Sound Transit is expected to announce a new opening date Friday for its long-delayed Cross-Lake Line, after finding approximately $60 million to cover final costs on a project now more than five years behind schedule and tens of millions over budget.
The Cross-Lake Line, part of the agency’s East Link project, has become a focal point in a broader debate over Sound Transit’s financial management and expansion plans. At a sparsely attended board meeting, members identified roughly $60 million that could be redirected to pay off remaining contractor payments and third-party consultant costs.
Board member Claudia Balducci downplayed the sum, calling it “couch cushion money” in the context of the overall project, but acknowledged it remains necessary to complete the work. Critics see the situation differently. “It’s hundreds of millions of dollars beyond the original budget,” said Charles Prestrud of the Washington Policy Center, a former state transportation planner who has sharply criticized Sound Transit’s performance. “The project has not gone according to plan.”

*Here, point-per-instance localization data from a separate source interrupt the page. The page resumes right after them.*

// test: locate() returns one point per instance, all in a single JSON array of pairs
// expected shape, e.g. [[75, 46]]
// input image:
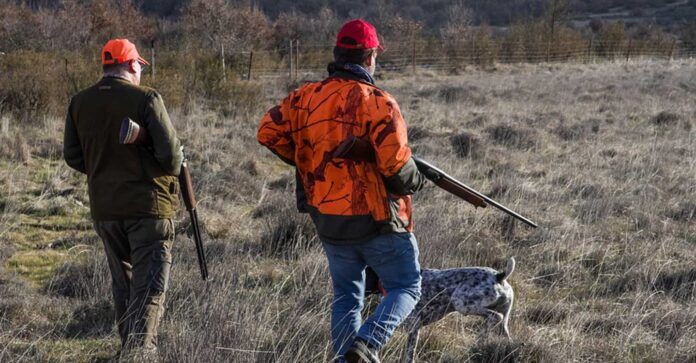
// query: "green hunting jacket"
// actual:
[[124, 181]]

The Cross-Lake Line delays are colliding with a larger financial question: how Sound Transit should address a projected $35 billion shortfall tied to its Sound Transit 3 program. Sound Transit CEO Dow Constantine is backing Senate Bill 6148, which would allow the agency to issue 75-year bonds to manage debt. The proposal has drawn sharp criticism from transportation analysts and former city officials.

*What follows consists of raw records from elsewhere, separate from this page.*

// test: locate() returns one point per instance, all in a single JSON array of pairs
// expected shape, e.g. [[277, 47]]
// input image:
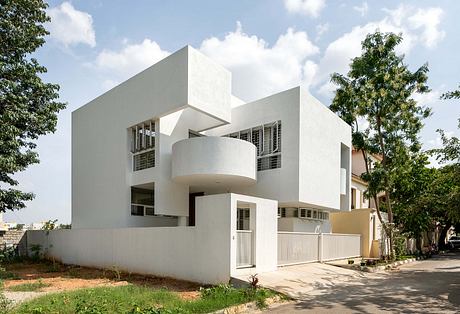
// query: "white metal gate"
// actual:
[[304, 247]]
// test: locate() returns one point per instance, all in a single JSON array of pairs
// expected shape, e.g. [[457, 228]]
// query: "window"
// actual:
[[267, 139], [142, 202], [192, 134], [242, 219], [143, 145]]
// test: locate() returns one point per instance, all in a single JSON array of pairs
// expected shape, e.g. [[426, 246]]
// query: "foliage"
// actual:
[[253, 281], [137, 299], [9, 255], [4, 274], [379, 91], [413, 214], [28, 106], [30, 286], [452, 95], [5, 303], [400, 246], [49, 225]]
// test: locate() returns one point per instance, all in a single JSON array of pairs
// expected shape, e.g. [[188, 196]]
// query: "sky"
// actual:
[[268, 45]]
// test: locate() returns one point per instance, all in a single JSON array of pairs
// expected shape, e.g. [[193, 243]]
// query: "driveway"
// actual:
[[430, 286]]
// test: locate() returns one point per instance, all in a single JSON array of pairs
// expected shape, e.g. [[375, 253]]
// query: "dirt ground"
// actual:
[[58, 277]]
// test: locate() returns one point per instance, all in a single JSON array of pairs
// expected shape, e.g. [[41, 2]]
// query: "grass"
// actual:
[[138, 299], [30, 286]]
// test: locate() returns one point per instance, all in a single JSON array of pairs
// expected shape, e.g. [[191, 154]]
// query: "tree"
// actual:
[[452, 95], [28, 106], [412, 192], [378, 90]]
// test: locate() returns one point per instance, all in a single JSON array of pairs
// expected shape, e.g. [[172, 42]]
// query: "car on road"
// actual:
[[454, 242]]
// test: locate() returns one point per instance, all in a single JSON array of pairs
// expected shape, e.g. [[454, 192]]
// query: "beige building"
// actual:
[[362, 219]]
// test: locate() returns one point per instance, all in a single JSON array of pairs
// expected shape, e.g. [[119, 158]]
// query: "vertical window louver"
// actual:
[[143, 145], [267, 139]]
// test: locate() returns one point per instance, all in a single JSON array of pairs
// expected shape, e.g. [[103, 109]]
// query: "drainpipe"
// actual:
[[320, 247]]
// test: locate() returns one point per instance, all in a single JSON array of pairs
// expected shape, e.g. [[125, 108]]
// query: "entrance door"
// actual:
[[191, 207]]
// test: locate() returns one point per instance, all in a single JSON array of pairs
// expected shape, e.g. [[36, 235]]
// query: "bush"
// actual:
[[400, 246]]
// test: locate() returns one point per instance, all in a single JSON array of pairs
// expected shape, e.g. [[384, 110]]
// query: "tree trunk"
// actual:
[[442, 237]]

“What happens with 75-year bonds is that, just like if you have a 30-year mortgage instead of a 15-year mortgage, you end up paying much more in interest and debt service over the life of the bond,” Prestrud said. He warned that higher debt payments could crowd out funding for future system expansion or maintenance. “Those funds would not be available for other things. It’s really kind of a big budget band-aid for Sound Transit.”

Former Seattle Department of Transportation director Scott Kubly called issuing bonds with such long maturities “bad financial policy” and a tool that “should be a last resort.” He argued Sound Transit would pay 2.5 to 3 times more interest, creating “very expensive debt.”

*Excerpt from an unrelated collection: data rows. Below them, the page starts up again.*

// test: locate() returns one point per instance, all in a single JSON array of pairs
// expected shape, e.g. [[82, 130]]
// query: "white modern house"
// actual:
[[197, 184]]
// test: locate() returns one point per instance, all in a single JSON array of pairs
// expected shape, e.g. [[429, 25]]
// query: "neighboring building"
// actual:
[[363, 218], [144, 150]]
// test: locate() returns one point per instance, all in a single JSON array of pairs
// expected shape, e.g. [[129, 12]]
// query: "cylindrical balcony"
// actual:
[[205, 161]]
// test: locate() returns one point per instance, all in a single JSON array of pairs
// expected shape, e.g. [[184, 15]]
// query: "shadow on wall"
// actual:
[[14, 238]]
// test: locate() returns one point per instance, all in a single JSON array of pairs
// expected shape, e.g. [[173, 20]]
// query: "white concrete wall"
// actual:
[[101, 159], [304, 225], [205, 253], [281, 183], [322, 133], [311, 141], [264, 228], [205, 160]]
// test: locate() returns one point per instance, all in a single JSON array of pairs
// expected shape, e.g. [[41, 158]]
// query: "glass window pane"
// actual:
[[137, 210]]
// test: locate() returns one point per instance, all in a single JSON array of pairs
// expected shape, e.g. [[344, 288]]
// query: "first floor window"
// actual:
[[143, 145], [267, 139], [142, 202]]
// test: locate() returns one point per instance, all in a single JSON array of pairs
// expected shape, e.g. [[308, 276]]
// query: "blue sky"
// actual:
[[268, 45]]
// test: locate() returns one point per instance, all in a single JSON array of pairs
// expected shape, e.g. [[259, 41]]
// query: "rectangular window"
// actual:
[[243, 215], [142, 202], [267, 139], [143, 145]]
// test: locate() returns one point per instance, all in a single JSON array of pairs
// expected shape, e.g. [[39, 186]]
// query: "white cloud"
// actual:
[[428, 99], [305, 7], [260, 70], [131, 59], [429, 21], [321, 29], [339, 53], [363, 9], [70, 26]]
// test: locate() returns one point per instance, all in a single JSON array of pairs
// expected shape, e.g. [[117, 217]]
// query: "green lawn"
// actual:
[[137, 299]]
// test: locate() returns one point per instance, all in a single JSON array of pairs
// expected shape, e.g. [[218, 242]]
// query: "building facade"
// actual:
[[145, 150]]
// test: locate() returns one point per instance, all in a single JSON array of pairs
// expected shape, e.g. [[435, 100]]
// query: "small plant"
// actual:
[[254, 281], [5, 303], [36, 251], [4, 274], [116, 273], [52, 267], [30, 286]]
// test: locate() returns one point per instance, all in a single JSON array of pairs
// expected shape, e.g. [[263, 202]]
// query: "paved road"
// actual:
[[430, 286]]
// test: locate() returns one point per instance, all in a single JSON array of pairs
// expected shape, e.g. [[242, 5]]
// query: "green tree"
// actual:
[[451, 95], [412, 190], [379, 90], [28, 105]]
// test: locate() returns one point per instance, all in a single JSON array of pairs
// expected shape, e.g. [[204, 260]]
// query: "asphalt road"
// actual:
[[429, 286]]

Prestrud and other critics say the agency should complete its ongoing reassessment of the voter-approved ST3 plan before pursuing new bonding authority. Sound Transit has labeled its internal review the Enterprise Initiative, with proposals for potential cuts expected in the second quarter of this year. The argument is that Sound Transit should identify what it can actually build within existing resources before locking in decades of additional debt.
The Cross-Lake Line was previously promised to open by the end of May, already more than five years late. An updated start date will be announced Friday. For riders who voted for ST3 in 2016, the delays raise questions about whether the system they were promised will ever materialize on the timeline they approved.